Feito uma pipa
A pipa é uma metáfora perfeita do ciclo de vida do ser humano. Antes de ganhar o céu, por exemplo, ela precisa ser cuidadosamente fabricada, desde a escolha do bambu até a lapidação das varetas, o esticamento do plástico ou da seda e, para finalizar, o tamanho correto da rabiola — não adianta nem tentar, pois ela sempre deverá ser proporcional à pipa.
Nós, seres desenvolvidos dentro das memórias e regras de uma sociedade, antes de ganharmos o mundo, também somos cuidadosamente construídos, desde as influências familiares, passando pelo conceito da moral e ética, e formando, enfim, o caráter. E, assim como a pipa vai refletir a destreza, o conhecimento e o cuidado do seu criador, nós seremos reflexo dos nossos educadores — por mais que não queiramos, o subconsciente carrega as boas e as más influências!
Pronta, a pipa poderá ganhar os céus, resplandecendo as (im)perfeições, cores de alegria e dançando no ritmo dos ventos.
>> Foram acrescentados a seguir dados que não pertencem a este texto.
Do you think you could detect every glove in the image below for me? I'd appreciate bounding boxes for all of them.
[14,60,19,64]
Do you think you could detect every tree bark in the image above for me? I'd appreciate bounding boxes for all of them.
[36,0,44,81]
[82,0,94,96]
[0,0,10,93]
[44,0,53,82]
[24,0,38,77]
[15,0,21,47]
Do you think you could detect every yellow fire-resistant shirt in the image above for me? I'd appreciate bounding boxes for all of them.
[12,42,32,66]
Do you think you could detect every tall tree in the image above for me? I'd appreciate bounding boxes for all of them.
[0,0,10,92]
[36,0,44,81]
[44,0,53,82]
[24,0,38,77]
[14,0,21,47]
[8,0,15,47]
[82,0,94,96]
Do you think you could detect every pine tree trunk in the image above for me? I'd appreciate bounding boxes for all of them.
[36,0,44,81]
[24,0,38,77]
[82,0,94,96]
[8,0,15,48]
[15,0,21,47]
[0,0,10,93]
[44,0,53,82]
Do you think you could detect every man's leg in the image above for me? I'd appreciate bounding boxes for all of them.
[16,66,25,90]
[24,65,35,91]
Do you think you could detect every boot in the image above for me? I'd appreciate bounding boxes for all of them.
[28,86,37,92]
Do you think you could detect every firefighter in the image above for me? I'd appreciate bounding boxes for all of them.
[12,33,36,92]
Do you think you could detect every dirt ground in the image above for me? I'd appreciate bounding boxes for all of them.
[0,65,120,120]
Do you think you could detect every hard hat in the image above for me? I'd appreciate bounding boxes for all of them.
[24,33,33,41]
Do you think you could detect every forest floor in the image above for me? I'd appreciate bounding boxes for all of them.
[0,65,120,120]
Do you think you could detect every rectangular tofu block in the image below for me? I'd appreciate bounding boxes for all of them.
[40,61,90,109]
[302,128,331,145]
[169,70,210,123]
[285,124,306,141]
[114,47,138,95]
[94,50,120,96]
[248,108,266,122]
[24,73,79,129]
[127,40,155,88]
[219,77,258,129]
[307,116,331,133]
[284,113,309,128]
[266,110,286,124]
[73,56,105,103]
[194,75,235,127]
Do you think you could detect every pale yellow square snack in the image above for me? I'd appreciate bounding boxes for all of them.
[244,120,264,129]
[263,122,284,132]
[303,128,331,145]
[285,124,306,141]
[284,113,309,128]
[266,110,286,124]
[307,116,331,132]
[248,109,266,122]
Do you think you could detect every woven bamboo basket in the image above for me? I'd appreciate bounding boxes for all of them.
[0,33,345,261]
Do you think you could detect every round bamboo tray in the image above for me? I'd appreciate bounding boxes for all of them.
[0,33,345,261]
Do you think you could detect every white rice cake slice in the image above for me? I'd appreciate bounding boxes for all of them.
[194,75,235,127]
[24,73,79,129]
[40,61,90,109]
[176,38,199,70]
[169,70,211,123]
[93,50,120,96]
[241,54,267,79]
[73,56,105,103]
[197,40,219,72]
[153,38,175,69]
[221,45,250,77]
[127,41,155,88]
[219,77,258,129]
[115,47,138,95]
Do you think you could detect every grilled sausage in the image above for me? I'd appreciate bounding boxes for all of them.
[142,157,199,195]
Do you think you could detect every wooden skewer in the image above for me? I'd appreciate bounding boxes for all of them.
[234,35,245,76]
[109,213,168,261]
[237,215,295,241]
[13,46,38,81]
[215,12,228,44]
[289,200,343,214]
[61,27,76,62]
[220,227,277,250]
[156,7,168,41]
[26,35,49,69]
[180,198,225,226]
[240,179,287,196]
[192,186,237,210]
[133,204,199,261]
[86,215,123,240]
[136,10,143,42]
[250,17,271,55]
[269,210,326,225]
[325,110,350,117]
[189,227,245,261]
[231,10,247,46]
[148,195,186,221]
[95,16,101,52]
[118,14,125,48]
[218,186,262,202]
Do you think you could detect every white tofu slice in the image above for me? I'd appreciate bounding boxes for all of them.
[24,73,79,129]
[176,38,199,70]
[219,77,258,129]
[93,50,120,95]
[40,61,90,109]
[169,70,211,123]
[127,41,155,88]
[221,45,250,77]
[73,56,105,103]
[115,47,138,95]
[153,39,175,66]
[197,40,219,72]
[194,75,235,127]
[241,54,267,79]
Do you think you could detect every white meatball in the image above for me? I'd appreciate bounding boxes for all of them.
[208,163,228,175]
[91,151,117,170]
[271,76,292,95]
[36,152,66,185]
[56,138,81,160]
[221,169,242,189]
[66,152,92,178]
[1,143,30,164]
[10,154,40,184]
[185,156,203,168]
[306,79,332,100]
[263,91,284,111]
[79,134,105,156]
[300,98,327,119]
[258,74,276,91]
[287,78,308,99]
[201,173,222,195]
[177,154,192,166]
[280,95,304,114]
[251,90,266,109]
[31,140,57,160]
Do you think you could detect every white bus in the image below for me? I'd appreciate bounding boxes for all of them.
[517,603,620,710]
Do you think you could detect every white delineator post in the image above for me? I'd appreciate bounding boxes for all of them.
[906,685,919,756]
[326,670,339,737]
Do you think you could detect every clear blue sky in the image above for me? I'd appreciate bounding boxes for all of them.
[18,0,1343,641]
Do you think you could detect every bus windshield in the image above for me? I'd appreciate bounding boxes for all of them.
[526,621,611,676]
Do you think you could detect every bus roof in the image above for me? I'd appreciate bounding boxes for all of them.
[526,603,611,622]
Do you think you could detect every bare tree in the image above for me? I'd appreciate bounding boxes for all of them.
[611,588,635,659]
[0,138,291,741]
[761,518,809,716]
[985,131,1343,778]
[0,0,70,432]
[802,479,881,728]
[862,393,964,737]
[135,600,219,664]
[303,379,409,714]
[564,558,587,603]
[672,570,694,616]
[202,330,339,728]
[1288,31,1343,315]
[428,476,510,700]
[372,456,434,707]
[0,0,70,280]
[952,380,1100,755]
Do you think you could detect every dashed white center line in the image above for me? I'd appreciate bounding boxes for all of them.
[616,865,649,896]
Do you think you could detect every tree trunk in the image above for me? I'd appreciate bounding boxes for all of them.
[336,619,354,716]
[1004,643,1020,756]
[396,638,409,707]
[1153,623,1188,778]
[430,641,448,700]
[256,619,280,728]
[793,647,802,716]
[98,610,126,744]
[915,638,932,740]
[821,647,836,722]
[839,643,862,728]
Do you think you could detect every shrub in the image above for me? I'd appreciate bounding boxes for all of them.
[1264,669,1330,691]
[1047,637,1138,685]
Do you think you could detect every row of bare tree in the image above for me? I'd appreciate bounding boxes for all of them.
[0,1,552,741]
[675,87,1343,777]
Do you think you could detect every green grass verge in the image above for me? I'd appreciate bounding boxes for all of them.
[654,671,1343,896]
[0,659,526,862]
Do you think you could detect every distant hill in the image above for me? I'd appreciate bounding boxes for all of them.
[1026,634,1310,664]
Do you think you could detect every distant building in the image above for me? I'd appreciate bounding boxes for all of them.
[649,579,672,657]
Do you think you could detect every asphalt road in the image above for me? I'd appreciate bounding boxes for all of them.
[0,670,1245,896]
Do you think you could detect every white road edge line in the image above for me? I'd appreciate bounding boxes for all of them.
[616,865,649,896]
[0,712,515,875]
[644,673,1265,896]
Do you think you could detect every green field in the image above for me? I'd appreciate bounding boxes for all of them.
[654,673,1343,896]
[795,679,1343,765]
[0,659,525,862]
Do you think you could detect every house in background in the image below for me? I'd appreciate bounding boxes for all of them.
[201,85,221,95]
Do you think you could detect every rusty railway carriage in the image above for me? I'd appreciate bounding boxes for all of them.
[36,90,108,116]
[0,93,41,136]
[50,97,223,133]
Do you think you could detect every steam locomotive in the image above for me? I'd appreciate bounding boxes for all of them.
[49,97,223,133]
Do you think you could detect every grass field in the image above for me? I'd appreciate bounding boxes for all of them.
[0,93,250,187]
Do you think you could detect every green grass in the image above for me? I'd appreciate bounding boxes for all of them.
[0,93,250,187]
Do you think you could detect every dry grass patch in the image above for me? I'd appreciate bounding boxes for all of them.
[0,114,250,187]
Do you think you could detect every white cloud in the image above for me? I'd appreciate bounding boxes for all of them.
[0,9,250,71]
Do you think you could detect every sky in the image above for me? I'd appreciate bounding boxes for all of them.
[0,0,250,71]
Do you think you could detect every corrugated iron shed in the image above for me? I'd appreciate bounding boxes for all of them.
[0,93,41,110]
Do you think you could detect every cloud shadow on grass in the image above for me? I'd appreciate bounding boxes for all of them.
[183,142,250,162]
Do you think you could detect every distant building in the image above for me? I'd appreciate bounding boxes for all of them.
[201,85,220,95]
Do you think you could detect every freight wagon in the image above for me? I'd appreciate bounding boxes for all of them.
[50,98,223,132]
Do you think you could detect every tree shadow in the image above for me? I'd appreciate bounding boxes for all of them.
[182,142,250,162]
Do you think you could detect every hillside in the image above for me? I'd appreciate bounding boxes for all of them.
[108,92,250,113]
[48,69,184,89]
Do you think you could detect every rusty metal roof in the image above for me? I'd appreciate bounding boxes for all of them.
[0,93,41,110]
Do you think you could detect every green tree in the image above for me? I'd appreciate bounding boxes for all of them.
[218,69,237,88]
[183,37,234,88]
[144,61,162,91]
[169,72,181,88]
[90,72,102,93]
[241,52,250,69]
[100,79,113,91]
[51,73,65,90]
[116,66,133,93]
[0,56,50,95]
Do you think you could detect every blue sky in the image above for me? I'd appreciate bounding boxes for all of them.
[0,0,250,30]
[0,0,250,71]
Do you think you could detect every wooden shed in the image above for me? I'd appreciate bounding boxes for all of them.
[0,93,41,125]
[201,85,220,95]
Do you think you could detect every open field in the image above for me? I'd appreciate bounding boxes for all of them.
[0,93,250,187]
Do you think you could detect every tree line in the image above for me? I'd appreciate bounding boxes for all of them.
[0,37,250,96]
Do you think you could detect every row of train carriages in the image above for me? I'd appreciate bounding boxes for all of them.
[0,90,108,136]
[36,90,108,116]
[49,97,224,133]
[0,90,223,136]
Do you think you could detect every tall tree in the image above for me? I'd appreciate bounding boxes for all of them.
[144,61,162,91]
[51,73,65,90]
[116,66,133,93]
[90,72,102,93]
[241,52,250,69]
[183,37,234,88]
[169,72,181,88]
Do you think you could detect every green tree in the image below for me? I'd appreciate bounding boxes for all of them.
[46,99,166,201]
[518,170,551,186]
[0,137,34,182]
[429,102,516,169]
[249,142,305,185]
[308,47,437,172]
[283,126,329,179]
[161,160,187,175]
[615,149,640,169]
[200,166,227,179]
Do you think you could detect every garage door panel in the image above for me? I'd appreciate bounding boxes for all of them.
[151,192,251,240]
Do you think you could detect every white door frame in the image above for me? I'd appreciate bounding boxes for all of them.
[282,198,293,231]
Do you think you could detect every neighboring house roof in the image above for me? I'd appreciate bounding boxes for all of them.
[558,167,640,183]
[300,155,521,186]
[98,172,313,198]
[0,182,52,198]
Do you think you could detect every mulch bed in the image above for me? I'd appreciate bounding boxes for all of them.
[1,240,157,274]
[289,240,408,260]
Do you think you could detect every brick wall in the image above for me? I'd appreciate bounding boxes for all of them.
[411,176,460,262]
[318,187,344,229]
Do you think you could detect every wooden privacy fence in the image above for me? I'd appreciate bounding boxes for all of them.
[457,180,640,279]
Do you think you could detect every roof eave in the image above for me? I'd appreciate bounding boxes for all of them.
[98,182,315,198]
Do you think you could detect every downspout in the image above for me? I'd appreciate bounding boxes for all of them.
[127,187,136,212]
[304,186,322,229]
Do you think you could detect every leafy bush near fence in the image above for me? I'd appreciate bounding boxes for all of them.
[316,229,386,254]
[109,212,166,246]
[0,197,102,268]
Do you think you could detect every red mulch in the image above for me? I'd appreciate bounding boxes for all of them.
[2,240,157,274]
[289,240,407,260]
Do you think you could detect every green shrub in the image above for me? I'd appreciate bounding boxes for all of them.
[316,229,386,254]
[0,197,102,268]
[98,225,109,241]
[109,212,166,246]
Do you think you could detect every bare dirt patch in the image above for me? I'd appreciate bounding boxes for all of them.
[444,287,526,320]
Sempre ligada à linha do seu tutor, ela vai para onde ele quer, direita ou esquerda – o criador está no comando! Nós, seres influenciados pelos preceitos da sociedade, quando ganhamos o mundo, somos guiados pelos nossos criadores, obedecendo, respeitando e traçando o caminho sonhado por eles. Dançamos, não conforme o vento, mas no ritmo de tudo o que nos foi ensinado.
Lá no alto, a pipa encontrará barreiras para se manter vistosa. O vento, por exemplo, vai mudar de direção, e o controlador da linha terá que saber contornar as adversidades para mantê-la deslizando nos céus. E, embora tudo pareça perfeito, outras pipas vão surgir e, na primeira oportunidade, vão tentar derrubá-la. No mundo, enfrentamos os mesmos percalços. O trabalho, a vida amorosa e os relacionamentos familiares, às vezes, nos levam para um lado não tão simples de ter o controle. E, em qualquer que seja o ambiente, sempre haverá pessoas tentando nos derrubar.
Contudo, apesar das diferentes direções do vento, da previsão de chuvas e tempestades, da luz do sol que derrete a visão ampla, a pipa ainda está ligada ao seu criador por meio da linha. Ela ainda poderá ser controlada e, aos poucos, ganhar de novo a estabilidade tão sonhada. Só que, quando menos esperamos, esse mesmo fio é arrebentado, e a pipa vai planar pelos céus, meio que descontrolada, até descobrir novos solos, encontrar outras pipas e, mais uma vez, poder voar com toda destreza.
Nós, seres amparados, criticados e aconselhados por tantos criadores, voaremos durante um bom tempo ligados pelo cordão umbilical. Mas, chegará o momento em que esse fio será arrebentado. E, a partir daí, vamos cambalear, perder a direção e, quiçá, cair. Quando isso acontecer, estaremos prontos para descobrir novos solos, encontrar outra pipa que queira voar e, enfim, ganhar os céus com que tanto sonhamos.